García, arrodillado frente a la hilera de monitores, con la culata del fusil apoyada contra la mejilla, apuntaba el cañón hacia la oscuridad. El perfil de la puerta apenas era visible. Detrás de él se erguía Waters, en posición de combate.
—Cuando entre, dispara, y no pares —indicó García—. Sólo me quedan ocho balas. Intentaré espaciar los tiros para que puedas cargar al menos una vez antes de que nos alcance. Y apaga esa linterna. ¿Pretendes delatar nuestra posición?
Allen, el programador y el guardia habían retrocedido hasta la pared del fondo, donde se habían acurrucado bajo los controles de la red de seguridad del museo.
Waters estaba temblando.
—Se cargó a un comando del SWAT —dijo con voz quebrada.
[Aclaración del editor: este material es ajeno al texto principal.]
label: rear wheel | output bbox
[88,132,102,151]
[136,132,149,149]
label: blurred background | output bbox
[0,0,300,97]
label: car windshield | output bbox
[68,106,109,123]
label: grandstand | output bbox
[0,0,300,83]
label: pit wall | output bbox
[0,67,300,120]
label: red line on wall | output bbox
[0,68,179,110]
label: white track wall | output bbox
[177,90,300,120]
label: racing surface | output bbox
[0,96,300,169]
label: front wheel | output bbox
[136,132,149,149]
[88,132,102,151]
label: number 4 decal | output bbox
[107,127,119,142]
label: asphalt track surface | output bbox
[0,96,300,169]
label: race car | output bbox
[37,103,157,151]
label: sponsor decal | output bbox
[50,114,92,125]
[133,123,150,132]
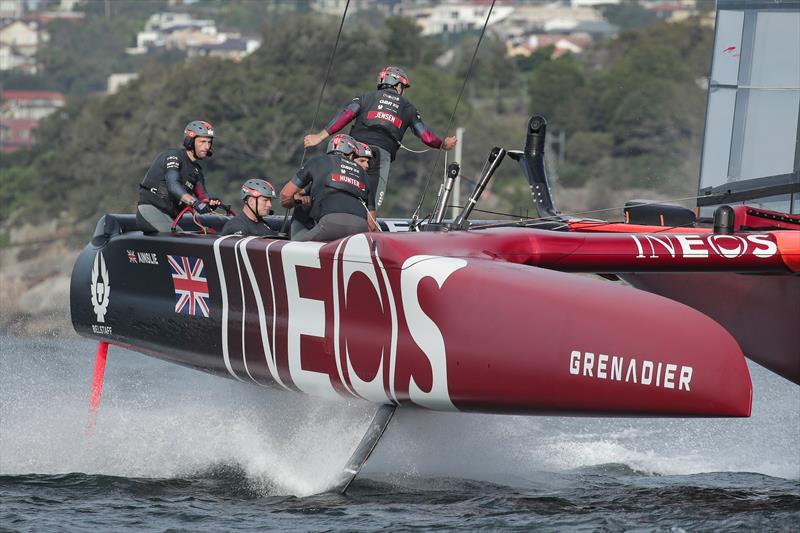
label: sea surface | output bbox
[0,337,800,532]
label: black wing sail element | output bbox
[698,0,800,217]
Se produjo otro crujido, y la puerta chirrió cuando los goznes saltaron. Waters chilló, se levantó de un salto y se refugió en las tinieblas, dejando la pistola en el suelo.
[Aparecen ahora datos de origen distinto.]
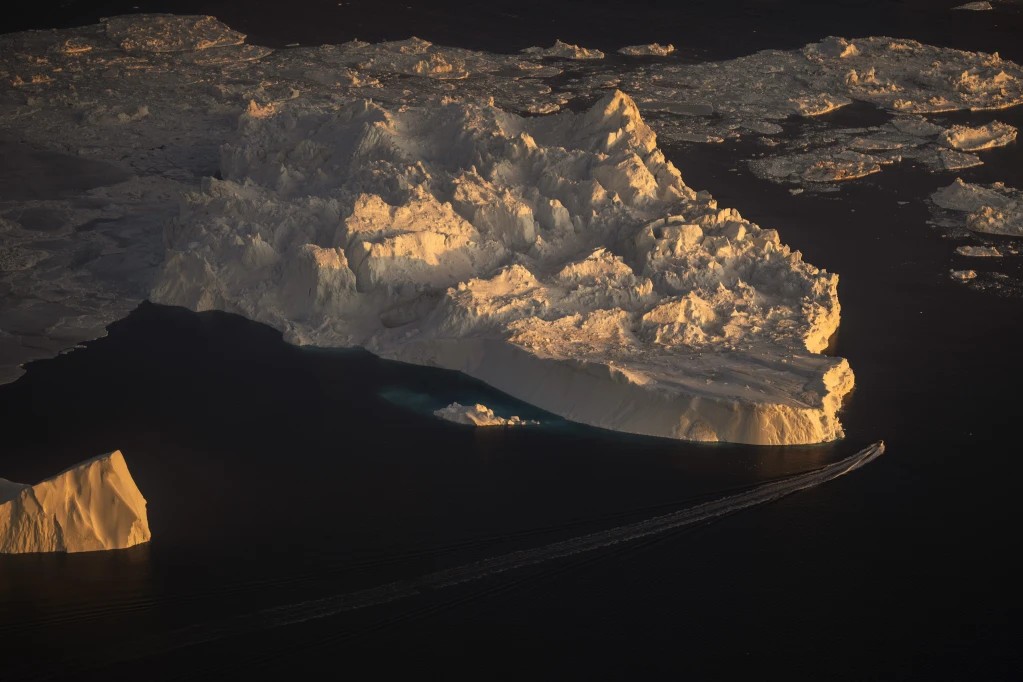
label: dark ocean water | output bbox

—¡Waters, cobarde, vuelve aquí!
García oyó el ruido de hueso al chocar contra metal cuando Waters cayó bajo los escritorios y se golpeó la cabeza.
—¡No permitas que me coja! —exclamó.
García se obligó a volverse hacia la puerta. Intentó enderezar el fusil. El hedor nauseabundo de la bestia le impregnaba las fosas nasales, mientras la puerta se estremecía bajo el peso de otro potente impacto. No quería ver lo que estaba a punto de entrar por la fuerza en la habitación. Maldijo y se secó la frente con el dorso de la mano. A excepción de los sollozos de Waters, el silencio era total.
Margo alumbraba el pasillo, tratando de imitar los movimientos fortuitos de alguien que intenta orientarse. La luz recorría las paredes y el suelo, iluminaba las vitrinas. La joven respiraba de forma entrecortada, y su corazón martilleaba.
—¡Socorro! —vociferaba de vez en cuando—. ¡Nos hemos perdido!
Detectó una ronquera sobrenatural en su voz.